Miles Raymond: Let me show you how this is done. First thing, hold the glass up and examine the wine against the light. You’re looking for color and clarity. Just, get a sense of it. OK? Uhh, thick? Thin? Watery? Syrupy? OK? Alright. Now, tip it. What you’re doing here is checking for color density as it thins out towards the rim. Uhh, that’s gonna tell you how old it is, among other things. It’s usually more important with reds. OK? Now, stick your nose in it. Don’t be shy, really get your nose in there. Mmm… a little citrus… maybe some strawberry… [smacks lips]
Miles Raymond: … passion fruit… [puts hand up to ear]
Miles Raymond: … and, oh, there’s just like the faintest soupçon of like asparagus and just a flutter of a, like a, nutty Edam cheese…

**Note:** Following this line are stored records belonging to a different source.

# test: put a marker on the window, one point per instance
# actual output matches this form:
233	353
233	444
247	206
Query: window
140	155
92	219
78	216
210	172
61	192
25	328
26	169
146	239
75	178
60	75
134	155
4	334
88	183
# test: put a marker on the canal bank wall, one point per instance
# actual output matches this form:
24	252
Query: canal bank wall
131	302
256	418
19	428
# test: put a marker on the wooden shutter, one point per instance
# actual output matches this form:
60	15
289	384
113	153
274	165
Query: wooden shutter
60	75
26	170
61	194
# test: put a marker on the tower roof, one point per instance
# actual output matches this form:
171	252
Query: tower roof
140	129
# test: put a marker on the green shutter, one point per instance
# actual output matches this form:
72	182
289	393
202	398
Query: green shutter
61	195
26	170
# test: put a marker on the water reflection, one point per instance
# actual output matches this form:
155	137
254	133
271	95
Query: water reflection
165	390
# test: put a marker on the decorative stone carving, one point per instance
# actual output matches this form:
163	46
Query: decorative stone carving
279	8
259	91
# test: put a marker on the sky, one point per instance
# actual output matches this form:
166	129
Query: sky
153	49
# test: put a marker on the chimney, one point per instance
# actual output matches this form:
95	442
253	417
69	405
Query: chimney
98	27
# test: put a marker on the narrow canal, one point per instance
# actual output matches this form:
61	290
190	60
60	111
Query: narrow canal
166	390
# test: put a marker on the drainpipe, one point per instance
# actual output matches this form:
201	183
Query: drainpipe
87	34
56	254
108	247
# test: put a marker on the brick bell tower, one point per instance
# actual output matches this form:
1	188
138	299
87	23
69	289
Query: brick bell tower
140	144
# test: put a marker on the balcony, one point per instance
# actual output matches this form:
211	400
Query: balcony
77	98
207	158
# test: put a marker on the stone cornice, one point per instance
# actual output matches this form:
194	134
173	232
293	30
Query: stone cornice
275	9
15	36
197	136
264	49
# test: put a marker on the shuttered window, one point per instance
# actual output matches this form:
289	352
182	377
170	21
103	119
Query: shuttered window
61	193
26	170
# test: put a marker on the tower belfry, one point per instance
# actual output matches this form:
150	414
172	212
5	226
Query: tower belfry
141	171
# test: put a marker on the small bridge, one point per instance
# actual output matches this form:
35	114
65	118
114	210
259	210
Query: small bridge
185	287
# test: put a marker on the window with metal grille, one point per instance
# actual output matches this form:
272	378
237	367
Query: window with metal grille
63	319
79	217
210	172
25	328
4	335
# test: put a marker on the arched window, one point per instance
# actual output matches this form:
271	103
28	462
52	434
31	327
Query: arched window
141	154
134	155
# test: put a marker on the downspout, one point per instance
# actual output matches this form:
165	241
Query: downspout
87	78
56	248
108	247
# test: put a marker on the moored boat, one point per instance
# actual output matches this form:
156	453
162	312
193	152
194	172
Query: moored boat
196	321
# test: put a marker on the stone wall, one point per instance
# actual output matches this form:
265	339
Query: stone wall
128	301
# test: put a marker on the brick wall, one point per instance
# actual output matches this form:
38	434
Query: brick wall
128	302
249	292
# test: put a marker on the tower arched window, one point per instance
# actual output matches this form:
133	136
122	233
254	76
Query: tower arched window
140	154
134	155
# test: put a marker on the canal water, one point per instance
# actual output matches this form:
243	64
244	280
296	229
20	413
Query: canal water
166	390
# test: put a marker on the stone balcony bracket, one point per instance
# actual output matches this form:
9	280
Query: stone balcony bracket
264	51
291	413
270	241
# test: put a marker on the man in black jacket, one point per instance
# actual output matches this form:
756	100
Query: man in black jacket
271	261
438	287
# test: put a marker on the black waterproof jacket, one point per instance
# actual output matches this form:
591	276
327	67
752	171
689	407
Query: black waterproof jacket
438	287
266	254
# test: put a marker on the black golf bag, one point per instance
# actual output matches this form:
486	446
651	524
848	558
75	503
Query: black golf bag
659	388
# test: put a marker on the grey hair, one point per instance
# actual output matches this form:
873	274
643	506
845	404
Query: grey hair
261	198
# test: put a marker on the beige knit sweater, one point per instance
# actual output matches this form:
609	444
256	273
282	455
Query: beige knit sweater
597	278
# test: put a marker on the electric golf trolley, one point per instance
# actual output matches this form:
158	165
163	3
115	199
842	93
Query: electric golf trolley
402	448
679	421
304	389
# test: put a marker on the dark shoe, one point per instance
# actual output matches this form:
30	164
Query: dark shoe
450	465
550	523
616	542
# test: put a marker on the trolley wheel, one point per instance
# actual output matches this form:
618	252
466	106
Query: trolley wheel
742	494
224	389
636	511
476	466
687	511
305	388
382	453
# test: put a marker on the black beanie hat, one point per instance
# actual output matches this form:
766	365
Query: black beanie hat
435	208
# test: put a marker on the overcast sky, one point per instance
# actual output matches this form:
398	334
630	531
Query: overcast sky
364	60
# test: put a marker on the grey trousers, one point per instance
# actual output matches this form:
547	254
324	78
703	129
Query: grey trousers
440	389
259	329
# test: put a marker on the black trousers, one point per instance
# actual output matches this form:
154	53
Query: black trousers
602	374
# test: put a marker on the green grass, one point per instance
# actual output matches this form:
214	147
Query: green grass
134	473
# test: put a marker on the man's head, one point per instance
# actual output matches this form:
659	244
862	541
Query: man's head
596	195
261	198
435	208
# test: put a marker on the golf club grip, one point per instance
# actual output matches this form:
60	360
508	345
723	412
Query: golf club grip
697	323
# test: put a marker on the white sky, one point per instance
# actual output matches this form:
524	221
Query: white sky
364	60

Jack: Wow. Strawberries, yeah! Strawberries. Not the cheese…
— Sideways
Even if you don’t drink much wine there’s probably no way not to notice that there’s a lot of it around these days. Even in humblest of grocery stores anywhere in Europe or the US there’s a decent selection of different bottles, even if they’re all of uniformly humble origins themselves, sporting unassuming labels and single-digit price tags. However, as soon as you get into a proper store—or a specialized wine-shop—the choice can be quite bewildering and there seems to be no limit to how high the prices can go. All of the sudden, buying a bottle becomes an ordeal. Instead of simply going by time-honored red-for-meat, white-for-fish rule you now have to worry about grape varieties, regions, vintages, first- and second-growth vineyards, or how to pronounce stuff like Sancerre, Chianti or Chateneuf-du-Pape.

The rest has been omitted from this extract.